I’ve actually found New Jersey Gov. Chris Christie’s bluster and anger to be endearing at times, if only for the plain-speaking insistence on results.  I don’t find anger to be a particularly negative trait when that anger is offered on behalf of others, nor do I regard argument as anything other than a worthy endeavor if the argument is actually about something.  I didn’t agree with Mr. Christie on any number of issues, but I found him credible as a public servant.  He reminded me in some respects of the late Maryland Governor and Baltimore Mayor William Donald Schaefer — Mayor Annoyed as we knew him, the angriest, melon-headedest white man in our tarnished state’s political firmament.  “Do It Now,” was Mr. Schaefer’s daily mantra, and while he could be stubborn and bullying at points — and petty and juvenile at his worst moments — he got quite a bit done during his tenure.  My city and state could have done a lot worse with more restrained and thoughtful leadership.

But even Mr. Schaefer’s petulance and childishness had its limits.  He might read a letter to the editor from a complaining citizen and call that individual in a cranky rage.  He might tell reporters off-the-record to go fuck themselves and their editors.  He might play every all-in-the-game political angle to reward friends and harm adversaries and take pride in the result.  He would not, however, snarl some Maryland traffic purposely, endangering residents of his state, to achieve the most petty kind of payback.  He wouldn’t purposely set his state’s performance back for a petty and vicious comeuppance.  Mayor Annoyed had spent too many years filling potholes to dig any of his own, for any reason.

For that kind of behavior you need someone really, really small.  For the anger and argument to become that self-absorbed and infantile, you need someone with even more selfish insecurity and fractured ego than Mr. Schaefer could offer.  You need someone who saw himself as being not only larger than the sum of his constituents, but larger than the commonweal itself.  Add in the potential for actually harming innocent people — ambulances unable to reach calls, school buses unable to transport children — and you have something that leaves the Schaefers of the political world entirely incapable.  For this kind of petty venality, you have to look to a Huey Long or a Richard Nixon, someone for whom any fealty to democratic processes and public service no longer matters when personal ambition and aggrandizement are at stake.

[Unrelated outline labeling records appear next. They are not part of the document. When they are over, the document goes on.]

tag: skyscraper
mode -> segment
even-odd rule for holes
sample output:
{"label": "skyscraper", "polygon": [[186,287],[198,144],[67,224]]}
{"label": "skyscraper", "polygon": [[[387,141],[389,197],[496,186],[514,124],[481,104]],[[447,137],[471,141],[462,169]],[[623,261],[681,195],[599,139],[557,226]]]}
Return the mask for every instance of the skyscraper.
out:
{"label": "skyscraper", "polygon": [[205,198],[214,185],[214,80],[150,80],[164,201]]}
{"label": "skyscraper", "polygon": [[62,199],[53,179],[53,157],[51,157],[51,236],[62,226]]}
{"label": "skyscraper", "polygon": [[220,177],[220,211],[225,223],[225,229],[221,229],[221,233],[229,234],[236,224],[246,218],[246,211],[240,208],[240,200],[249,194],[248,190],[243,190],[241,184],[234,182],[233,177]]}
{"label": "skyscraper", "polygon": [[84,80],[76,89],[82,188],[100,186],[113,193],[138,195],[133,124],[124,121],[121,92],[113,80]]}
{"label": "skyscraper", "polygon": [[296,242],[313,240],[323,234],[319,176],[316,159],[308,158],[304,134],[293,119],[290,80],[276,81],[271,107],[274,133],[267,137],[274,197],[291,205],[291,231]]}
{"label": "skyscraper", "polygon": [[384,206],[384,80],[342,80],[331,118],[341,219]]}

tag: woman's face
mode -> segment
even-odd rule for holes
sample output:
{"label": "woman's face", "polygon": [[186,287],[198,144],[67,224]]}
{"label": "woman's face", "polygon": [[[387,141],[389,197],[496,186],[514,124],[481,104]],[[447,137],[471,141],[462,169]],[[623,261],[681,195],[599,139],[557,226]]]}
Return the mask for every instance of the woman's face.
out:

Think on this:  A 91-year-old woman in Fort Lee, New Jersey, unreachable by an ambulance with life-support equipment caught in a traffic jam engineered as Governor Christie’s retribution for the denial of a political endorsement, died later that day at an area hospital.  I’d like to know her name.  I’d like to see her photograph.  I’d like to hear from her family.  I’d like the governor to know her name, to see her photograph, to visit with and apologize to her family.  He owes them that much.

Because he knew.

If Mr. Christie didn’t order this mayhem himself, then he knew because the aides who achieved this carnage on his behalf were so successful in doing so that they could not have possibly held their silence.  Not over the course of four long days of maintaining the traffic snarl in Fort Lee. All of us who have worked in an office, who have experienced institutional hierarchy, who have seen the wages of unthinking loyalty to the boss — we know this much.  The same kind of people who would embark on such an action would not be able to do anything but run right down the hall to tell the governor how they had delivered pain to his political enemy.  They would then wait on their attaboy.  People of that ilk live for the attaboy.   Like cats with a fresh-caught mouse, they were bringing home a prize.  And there’s no joy for any housecat if the prize can’t be displayed to the master of the house.

I’m sorry for Mr. Christie, who seems in his better moments to be something of a leader.  But anger and argument lose all charm when they are employed for stakes so small, stupid and selfish.  He knew.  And he’s lying about it now.